Sultana Kamal, the eminent rights activist, was referring to the High Court’s statement of not letting Nusrat’s murder case be lost like Sagar-Runi's, Tonu's, or Mitu's cases
Human rights activist, Sultana Kamal, yesterday said the absence of justice has become the norm in Bangladesh, something even High Court judges acknowledge these days.
She said this at a human chain formed in front of the Bangladesh National Museum in Dhaka’s Shahbagh, demanding justice for the murder of Feni madrasa student, Nusrat Jahan Rafi.
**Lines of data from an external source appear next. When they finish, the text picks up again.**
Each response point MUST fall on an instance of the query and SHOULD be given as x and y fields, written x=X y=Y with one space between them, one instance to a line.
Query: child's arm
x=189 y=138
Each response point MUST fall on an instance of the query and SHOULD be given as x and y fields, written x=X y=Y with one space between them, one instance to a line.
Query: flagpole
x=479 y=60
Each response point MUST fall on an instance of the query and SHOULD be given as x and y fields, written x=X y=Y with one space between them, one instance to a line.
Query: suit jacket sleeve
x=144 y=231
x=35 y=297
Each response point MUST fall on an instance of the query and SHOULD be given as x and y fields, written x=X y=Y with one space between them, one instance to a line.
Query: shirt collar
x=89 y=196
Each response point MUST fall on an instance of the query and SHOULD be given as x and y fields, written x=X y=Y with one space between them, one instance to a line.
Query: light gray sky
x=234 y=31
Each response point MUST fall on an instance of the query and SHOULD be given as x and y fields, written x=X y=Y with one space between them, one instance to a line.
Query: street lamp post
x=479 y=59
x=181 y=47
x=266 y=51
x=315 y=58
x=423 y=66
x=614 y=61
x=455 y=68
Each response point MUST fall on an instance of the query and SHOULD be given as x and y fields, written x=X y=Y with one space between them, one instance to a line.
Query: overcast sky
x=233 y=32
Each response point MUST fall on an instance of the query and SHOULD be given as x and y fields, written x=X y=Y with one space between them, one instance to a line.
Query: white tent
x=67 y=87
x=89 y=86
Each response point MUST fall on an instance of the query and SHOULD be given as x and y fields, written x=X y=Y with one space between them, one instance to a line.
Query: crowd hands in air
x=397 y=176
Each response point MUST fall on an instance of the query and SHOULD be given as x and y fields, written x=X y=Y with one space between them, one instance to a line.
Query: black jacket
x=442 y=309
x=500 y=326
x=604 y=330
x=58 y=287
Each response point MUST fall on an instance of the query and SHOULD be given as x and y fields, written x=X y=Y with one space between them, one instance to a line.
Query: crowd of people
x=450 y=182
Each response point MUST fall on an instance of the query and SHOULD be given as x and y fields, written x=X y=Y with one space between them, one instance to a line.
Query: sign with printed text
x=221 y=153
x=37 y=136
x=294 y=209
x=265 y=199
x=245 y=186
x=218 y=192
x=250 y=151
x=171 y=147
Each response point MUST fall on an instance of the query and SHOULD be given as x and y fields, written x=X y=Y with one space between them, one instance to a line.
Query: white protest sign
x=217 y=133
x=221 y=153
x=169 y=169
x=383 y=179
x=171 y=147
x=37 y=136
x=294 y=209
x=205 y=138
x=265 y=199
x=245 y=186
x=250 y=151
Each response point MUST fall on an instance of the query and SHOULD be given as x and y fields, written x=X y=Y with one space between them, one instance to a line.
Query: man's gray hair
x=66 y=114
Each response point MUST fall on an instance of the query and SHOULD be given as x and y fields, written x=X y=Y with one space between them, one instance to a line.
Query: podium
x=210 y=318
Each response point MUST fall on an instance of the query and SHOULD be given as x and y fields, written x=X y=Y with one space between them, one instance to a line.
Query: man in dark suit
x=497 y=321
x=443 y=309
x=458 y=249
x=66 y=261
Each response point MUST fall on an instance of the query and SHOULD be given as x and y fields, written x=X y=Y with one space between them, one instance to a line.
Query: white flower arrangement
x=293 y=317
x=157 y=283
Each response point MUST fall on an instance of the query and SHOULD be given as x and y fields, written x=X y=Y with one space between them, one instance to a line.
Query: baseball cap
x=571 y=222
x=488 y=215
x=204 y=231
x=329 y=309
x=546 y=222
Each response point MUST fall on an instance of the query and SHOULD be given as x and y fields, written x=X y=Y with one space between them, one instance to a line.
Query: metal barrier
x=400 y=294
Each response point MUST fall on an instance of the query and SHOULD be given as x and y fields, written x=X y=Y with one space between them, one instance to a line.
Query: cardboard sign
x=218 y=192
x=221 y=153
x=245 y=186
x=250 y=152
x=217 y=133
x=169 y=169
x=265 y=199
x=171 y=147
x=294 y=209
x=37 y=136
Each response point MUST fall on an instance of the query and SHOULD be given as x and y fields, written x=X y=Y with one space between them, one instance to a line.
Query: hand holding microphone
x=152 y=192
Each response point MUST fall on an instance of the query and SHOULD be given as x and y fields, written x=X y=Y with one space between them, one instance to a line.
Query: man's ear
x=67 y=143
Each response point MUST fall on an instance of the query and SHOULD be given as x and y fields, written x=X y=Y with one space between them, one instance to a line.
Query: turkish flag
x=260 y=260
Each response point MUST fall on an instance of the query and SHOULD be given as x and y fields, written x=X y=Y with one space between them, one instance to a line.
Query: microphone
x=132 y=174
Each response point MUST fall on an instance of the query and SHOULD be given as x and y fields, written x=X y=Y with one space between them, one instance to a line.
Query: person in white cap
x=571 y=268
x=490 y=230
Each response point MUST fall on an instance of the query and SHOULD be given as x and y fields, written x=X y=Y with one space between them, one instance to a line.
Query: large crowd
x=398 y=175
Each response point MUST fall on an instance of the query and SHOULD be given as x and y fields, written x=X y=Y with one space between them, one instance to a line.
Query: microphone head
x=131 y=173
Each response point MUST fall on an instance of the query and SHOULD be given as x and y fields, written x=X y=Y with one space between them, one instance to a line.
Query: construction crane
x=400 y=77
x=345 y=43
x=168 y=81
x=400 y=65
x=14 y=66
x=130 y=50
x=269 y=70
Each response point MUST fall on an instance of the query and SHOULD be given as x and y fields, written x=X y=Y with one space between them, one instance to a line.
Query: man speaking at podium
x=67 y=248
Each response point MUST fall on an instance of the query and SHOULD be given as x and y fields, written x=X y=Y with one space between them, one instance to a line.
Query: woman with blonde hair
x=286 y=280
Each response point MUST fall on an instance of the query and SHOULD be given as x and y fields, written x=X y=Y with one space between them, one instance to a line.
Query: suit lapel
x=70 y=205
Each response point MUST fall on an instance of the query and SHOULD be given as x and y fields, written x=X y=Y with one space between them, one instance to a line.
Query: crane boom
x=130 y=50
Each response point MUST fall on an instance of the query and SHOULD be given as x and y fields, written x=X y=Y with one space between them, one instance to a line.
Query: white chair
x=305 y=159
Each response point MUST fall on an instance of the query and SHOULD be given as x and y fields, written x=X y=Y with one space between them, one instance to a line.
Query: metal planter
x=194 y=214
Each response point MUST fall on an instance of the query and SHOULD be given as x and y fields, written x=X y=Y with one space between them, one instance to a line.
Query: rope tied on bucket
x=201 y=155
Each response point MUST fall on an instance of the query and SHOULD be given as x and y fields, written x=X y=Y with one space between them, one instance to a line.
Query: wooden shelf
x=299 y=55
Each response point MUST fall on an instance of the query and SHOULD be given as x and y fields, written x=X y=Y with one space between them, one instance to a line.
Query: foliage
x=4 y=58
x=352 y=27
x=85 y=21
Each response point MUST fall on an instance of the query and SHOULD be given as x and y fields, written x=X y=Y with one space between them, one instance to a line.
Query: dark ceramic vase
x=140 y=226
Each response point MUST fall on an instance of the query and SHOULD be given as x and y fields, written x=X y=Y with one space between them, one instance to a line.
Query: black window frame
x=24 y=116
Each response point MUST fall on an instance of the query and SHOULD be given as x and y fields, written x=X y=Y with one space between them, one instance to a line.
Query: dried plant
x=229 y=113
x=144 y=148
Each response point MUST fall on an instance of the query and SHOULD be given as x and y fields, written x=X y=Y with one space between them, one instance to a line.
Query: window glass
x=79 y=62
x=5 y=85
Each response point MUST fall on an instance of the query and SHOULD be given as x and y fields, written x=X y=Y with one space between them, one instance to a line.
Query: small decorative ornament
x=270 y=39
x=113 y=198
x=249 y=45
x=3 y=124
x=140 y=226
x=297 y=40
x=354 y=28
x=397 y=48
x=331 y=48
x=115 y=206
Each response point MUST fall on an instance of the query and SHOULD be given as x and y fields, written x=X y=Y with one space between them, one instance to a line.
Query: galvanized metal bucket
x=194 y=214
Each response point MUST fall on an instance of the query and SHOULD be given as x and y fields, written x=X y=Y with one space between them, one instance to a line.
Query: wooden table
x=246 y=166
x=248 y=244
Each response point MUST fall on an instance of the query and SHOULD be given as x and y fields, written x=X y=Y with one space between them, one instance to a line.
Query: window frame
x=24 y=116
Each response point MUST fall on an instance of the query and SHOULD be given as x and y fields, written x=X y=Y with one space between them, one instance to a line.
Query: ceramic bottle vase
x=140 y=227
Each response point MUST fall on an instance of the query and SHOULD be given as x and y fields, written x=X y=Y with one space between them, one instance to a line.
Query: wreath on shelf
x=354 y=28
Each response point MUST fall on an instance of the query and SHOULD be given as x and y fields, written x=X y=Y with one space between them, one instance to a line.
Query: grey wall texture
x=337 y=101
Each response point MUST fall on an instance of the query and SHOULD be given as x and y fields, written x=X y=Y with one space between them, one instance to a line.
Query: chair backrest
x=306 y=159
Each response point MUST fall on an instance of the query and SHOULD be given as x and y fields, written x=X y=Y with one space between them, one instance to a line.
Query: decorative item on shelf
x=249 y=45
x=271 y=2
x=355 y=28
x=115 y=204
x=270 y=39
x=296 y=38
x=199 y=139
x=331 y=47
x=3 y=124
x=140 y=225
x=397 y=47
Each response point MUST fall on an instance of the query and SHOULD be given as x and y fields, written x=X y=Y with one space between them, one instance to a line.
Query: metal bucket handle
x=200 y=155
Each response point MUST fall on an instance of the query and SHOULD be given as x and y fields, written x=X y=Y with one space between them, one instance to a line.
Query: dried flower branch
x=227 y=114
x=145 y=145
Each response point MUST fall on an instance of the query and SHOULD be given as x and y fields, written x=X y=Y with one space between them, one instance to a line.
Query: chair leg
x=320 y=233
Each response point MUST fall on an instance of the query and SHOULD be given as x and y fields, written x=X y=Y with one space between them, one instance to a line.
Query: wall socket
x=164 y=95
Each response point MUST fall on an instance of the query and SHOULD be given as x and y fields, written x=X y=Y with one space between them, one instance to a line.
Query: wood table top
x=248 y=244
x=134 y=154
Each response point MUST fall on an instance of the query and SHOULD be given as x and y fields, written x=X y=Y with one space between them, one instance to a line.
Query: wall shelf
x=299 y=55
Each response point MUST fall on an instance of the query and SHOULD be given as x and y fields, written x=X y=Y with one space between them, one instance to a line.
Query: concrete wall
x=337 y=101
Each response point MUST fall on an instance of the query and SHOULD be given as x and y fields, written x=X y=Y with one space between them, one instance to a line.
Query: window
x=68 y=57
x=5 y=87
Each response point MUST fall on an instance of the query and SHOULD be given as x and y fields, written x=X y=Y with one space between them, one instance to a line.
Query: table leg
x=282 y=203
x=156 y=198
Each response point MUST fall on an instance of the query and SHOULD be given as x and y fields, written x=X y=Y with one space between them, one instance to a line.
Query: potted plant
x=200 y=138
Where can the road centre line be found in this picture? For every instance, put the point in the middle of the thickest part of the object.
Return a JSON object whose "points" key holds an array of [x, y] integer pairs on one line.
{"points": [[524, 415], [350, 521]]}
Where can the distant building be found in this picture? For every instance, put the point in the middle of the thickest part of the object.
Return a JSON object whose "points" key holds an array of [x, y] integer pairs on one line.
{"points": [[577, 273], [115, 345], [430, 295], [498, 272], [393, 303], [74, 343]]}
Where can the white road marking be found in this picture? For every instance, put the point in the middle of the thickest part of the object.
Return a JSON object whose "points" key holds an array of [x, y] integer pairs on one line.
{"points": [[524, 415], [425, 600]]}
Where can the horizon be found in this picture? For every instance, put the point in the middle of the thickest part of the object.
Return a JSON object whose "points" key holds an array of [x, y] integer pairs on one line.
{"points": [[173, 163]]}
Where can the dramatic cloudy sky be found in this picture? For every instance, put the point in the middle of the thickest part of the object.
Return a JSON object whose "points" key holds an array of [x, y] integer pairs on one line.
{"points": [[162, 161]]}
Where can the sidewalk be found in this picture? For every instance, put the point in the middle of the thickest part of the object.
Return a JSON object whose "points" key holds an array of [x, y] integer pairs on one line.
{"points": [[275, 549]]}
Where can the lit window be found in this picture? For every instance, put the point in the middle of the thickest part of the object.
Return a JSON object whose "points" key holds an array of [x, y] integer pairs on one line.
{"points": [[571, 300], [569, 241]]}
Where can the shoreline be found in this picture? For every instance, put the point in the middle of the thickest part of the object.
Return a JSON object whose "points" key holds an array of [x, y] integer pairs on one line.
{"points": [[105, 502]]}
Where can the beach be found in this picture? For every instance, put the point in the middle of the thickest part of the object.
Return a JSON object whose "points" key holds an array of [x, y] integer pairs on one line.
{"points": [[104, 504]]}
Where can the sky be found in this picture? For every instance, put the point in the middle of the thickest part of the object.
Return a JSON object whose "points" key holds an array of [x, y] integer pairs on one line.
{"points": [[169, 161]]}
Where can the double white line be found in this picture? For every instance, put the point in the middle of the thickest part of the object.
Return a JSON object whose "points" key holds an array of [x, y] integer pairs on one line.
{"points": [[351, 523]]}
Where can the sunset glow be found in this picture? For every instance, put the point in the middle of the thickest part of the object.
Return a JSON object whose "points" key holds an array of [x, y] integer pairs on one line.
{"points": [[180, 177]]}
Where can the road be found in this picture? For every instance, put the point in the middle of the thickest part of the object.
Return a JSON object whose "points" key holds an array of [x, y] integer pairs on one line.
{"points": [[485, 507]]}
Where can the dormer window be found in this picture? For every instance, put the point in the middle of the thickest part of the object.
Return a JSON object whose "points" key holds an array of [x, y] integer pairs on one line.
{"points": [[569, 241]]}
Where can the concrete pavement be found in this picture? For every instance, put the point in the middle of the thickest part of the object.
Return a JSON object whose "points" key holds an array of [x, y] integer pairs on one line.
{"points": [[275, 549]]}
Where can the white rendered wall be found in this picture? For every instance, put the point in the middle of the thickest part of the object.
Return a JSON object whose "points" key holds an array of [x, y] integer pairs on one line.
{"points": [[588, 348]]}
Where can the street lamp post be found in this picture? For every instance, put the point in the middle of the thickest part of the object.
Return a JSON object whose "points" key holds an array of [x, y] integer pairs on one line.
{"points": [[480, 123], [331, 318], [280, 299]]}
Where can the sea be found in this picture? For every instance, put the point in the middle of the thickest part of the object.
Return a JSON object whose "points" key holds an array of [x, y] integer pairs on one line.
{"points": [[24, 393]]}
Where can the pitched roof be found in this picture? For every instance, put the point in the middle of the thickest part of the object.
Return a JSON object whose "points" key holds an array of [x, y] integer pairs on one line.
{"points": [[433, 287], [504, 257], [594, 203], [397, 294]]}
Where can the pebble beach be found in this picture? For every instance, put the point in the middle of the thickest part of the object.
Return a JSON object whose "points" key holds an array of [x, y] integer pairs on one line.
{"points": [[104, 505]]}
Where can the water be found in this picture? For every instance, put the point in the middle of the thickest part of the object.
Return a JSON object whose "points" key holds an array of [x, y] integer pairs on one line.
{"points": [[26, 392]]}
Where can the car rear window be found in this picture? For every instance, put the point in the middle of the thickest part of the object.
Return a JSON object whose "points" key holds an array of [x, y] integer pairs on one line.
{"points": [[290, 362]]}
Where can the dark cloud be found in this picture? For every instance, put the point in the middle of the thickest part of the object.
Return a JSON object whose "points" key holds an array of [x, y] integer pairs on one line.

Sultana Kamal, the eminent rights activist, was referring to the High Court’s statement of not letting Nusrat’s murder case be lost like Sagar-Runi's, Tonu's, or Mitu's cases.
The former adviser to a caretaker government, said: “According to our statistics, more than a thousand women were raped in Bangladesh in 2018 alone, while 63 women were killed after being raped. We are suffering from a culture of injustice.”
Calling Nusrat a symbol of bravery, she said: “She raised her voice against sexual harassment. She will be alive among us forever.”
Sultana demanded exemplary punishment of the murderer of Nusrat.
After the human chain, protesters brought out a procession, parading through Dhaka University campus, ending at Shaheed Minar.
National Women Labor Union, Bangladesh Women's Liberation Association, Bangladesh National Women Lawyers Association, Bangladesh Juba Maitree, National Hockey Federation, Garment Workers Federation, Bangladesh Liberation War 71 Society, and the South Bengal Women Lawyers’ Council, also expressed solidarity with the human chain.
Naripokkho, a women’s rights platform, formed another human chain and protest rally in front of their office in Dhanmondi.
The platform placed a six-point demand, including immediate investigation and taking the guilty parties to court in Nusrat’s case.